Antoine Desjardins est de cette lignée d’écrivain.e.s qui se préoccupent avant tout de l’état de notre planète ignée. Indice des feux est un premier recueil convaincant de sept nouvelles qui s’intéressent à toutes les sortes d’incendies. Les petits et les grands, directement ou indirectement causés par l’homme, qui coupent maintenant et couperont encore demain nos lignes de vie.
Le livre d’Antoine Desjardins ne crie pas au feu. Comme le titre le suggère, le nouvel auteur sème des indices, comme de petits cailloux sur la route, avertissant d’un éboulement imminent. Ces pierres ne sont pas des mines antipersonnelles non plus; elles n’explosent pas au visage et on pourrait, presque, ne pas les détecter. Mais à force d’avancer, le temps passé en compagnie des personnages attachants d’Indice des feux ouvre une subtile brèche qui refuse de se refermer.
Antoine Desjardins est un jeune homme inquiet. Ce premier livre dresse un tableau de ce qui le tracasse dans l’état du monde actuel comme la disparition de la faune et de la flore, de l’innocence aussi. Sa sensibilité se penche sur toutes les formes de vie et son cœur flanche. Et la pandémie ne fait rien pour atténuer cet état de choses.
« J’ai écrit le livre en voulant que mes préoccupations personnelles soient lues, entendues, mais surtout qu’elles soient partagées par le plus grand nombre possible. Je ne voulais pas rattacher ces histoires à ma personne ou à mon égo. J’essaie de donner à voir pour partager. On n’a pas tous cette hyper-conscience de l’environnement, mais je crois que tout le monde est inquiet à différents degrés. »
Il ne fait pas de doute, à ses yeux, que la majorité des habitants de notre petite planète pensent à un moment ou à un autre à ce qui ne va pas et ce qui, donc, ne peut pas durer. Écrire ce livre était sa façon de rejoindre cette part d’altruisme en eux.

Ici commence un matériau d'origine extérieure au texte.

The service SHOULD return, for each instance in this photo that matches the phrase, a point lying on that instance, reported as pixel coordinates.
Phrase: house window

« Tous les jours, peu importe où je suis, ma lecture du monde est influencée par l’éco-anxiété. Mon regard est tourné vers le lien entre ce qu’on fait, ce qu’on vit, et l’environnement : la gestion du territoire et des ressources, nos relations avec les autres et avec les lieux . »

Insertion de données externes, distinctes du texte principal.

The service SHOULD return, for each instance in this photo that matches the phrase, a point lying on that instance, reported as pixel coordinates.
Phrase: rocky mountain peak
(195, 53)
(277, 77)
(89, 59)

Il croit que la littérature peut jouer un rôle en quelque sorte d’aidant naturel en permettant un arrêt sur image sur ce qui est préoccupant, de la présence des coyotes à Montréal à l’extinction des baleines noires, en passant par l’étalement urbain.

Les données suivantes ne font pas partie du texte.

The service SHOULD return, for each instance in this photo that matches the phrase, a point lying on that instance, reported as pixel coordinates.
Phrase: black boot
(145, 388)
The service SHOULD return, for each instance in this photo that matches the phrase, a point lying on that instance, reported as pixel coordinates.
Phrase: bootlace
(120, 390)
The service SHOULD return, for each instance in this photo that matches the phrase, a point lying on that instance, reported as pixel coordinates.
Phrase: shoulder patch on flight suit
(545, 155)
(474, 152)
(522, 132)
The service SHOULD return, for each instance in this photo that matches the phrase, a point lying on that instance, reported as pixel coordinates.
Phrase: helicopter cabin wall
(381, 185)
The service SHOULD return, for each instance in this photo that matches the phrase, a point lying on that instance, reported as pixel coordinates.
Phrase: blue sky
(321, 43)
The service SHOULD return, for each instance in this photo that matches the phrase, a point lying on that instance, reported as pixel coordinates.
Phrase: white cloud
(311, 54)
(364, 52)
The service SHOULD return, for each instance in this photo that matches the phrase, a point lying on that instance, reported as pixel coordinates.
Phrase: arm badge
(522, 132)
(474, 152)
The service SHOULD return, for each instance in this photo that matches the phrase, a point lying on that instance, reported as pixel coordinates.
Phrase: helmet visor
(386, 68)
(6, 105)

Ouvrir les yeux et le coeur
« L’écriture permet d’ouvrir le sens. Je voulais parler d’environnement d’un point de vue humain. Comment ça transforme notre comportement et ça change notre façon d’habiter le monde ou d’interagir avec les autres. Comment ça influence, parfois de façon subtile et inconsciente, notre expérience du monde. »
Il aurait pu écrire un roman apocalyptique ou post-apocalyptique, il a préféré le vraisemblable et les réalités identifiables et analysables de fond en comble. Comme chez ce couple de la nouvelle Couplet qui se demande si mettre au monde un enfant est vraiment une bonne idée à notre époque.
« Ce qui m’intéresse en littérature c’est de prendre un petit élément et de le creuser jusqu’à la moelle, relever la signification d’un instant banal pour voir les choses autrement. Pourquoi inventer toutes sortes de choses alors qu’on vit la crise écologique ici et maintenant. »
Ses nouvelles ne forment pas un livre de recettes et ne font la morale à personne. Antoine Desjardins dit faire confiance au lecteur tout en attirant son regard vers des drames ou des événements qui nous rejoignent tous, comme la perte de liberté.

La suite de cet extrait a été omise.